TO achieve success in boxing requires a degree of aggression and the valiant heart of a fighter. No amount of technical mastery can compensate for a lack of intestinal fortitude. That said, the reverse is also true. Strategy, intelligence and a fighter’s ability to channel their violent tendencies at just the right time can separate the fan-friendly brawler from an elite-level operator. Fury is better when disciplined, power when utilised sparingly and in a timely manner. A combatant’s natural fire should never be fully extinguished, merely harnessed and incorporated into a formidable, effective package. This became training legend Emanuel Steward’s mission after he was commandeered to work with Miguel Cotto – temporarily as it transpired.

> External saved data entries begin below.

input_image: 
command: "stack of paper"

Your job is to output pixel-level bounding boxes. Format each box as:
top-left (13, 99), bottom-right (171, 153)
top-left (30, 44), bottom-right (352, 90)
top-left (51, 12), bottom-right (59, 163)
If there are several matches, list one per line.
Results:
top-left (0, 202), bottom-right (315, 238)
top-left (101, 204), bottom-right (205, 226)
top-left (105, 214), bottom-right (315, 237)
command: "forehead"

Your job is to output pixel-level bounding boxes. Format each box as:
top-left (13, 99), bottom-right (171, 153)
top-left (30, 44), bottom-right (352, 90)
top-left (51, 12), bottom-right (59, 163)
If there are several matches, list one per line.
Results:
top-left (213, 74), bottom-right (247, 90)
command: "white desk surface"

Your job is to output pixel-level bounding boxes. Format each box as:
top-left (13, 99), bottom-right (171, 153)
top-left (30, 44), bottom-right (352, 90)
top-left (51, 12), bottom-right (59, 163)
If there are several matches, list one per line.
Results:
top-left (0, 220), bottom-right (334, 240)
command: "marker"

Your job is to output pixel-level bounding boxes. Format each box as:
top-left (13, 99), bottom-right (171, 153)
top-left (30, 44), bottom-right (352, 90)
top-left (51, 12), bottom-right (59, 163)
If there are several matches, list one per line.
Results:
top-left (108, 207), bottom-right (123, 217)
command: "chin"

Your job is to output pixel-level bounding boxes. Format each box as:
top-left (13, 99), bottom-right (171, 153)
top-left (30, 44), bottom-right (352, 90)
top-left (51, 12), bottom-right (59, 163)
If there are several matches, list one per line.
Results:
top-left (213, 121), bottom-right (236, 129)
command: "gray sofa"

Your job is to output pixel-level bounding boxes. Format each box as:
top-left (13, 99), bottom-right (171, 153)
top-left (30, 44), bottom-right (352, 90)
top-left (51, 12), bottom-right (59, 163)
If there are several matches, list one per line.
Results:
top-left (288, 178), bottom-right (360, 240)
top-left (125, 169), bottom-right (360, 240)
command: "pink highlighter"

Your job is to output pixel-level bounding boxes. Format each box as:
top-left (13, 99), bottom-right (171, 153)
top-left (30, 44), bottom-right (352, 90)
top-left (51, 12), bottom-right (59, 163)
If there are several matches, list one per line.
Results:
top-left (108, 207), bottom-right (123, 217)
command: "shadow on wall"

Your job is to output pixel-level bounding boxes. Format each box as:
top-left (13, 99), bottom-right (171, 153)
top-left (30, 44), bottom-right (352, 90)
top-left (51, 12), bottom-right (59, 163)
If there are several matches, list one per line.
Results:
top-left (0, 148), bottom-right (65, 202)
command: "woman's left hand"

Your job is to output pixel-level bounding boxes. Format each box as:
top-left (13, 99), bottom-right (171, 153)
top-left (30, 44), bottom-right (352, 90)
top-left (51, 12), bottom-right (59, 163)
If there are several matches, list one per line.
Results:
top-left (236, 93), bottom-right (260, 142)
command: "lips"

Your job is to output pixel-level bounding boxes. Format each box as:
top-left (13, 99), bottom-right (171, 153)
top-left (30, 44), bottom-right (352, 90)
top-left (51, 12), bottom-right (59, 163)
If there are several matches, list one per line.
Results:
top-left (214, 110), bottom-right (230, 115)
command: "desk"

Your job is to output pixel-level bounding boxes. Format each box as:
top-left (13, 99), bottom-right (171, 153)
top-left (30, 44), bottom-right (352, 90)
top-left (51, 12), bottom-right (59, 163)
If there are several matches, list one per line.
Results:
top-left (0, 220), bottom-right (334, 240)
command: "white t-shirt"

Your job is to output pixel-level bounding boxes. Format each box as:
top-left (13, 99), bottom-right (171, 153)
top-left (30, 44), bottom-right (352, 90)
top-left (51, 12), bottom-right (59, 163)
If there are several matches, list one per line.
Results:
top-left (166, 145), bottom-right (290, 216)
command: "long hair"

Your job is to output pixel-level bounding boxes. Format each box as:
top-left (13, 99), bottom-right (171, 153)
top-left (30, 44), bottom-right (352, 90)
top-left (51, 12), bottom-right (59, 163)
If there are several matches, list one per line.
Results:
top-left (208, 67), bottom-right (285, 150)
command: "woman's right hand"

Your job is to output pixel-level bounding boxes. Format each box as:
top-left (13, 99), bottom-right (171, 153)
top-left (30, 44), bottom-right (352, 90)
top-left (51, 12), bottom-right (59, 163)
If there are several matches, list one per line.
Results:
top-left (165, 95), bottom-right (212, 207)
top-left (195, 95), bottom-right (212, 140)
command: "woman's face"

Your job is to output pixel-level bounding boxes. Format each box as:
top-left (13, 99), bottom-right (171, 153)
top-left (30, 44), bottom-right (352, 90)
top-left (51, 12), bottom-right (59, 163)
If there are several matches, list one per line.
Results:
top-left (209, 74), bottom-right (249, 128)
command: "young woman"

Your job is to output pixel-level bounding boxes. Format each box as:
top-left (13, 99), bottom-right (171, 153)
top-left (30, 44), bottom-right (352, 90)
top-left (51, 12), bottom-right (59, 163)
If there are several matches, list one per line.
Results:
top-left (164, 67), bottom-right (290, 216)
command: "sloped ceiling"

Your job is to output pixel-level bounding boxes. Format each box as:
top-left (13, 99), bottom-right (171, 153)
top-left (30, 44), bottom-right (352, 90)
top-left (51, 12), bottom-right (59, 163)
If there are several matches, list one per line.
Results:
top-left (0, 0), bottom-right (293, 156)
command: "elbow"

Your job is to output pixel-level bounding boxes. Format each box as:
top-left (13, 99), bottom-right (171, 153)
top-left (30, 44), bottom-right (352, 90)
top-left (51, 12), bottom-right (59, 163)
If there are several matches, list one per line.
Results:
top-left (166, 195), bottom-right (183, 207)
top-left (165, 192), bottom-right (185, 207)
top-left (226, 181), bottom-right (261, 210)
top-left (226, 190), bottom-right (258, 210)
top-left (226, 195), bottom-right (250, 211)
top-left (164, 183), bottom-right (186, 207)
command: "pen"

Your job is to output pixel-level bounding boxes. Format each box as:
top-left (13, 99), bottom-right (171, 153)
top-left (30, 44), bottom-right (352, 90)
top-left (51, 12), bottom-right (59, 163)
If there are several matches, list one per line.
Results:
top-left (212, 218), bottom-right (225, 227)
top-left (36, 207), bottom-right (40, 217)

The Puerto Rican hero was coming off his second punishing stoppage defeat – to Manny Pacquio, the first against Antonio Margarito – and Steward had noted, through his role as an HBO announcer, that while Cotto’s tenacity and fitness remained unrivalled, his technical skills and tactics bore little resemblance to those exhibited by the former World Junior silver medallist and 2000 Olympian in his amateur days.
“I thought he fought with unbelievably bad balance, his head was too low – he’s about 5ft 7ins, but he was fighting as if he was about 5ft 2ins,” Steward explains. “Later, we were working one day on the pads and I stopped and said, ‘Let me show you something’, and I measured him: he was like 4ft 10ins. I said, ‘Look, this is how low you’re fighting. Sometimes you have to lean in the ropes and block punches because you fight too low and your feet are spread too far apart.’ His elbows were out too high, but the first thing I started working on was his balance, getting his weight evenly distributed.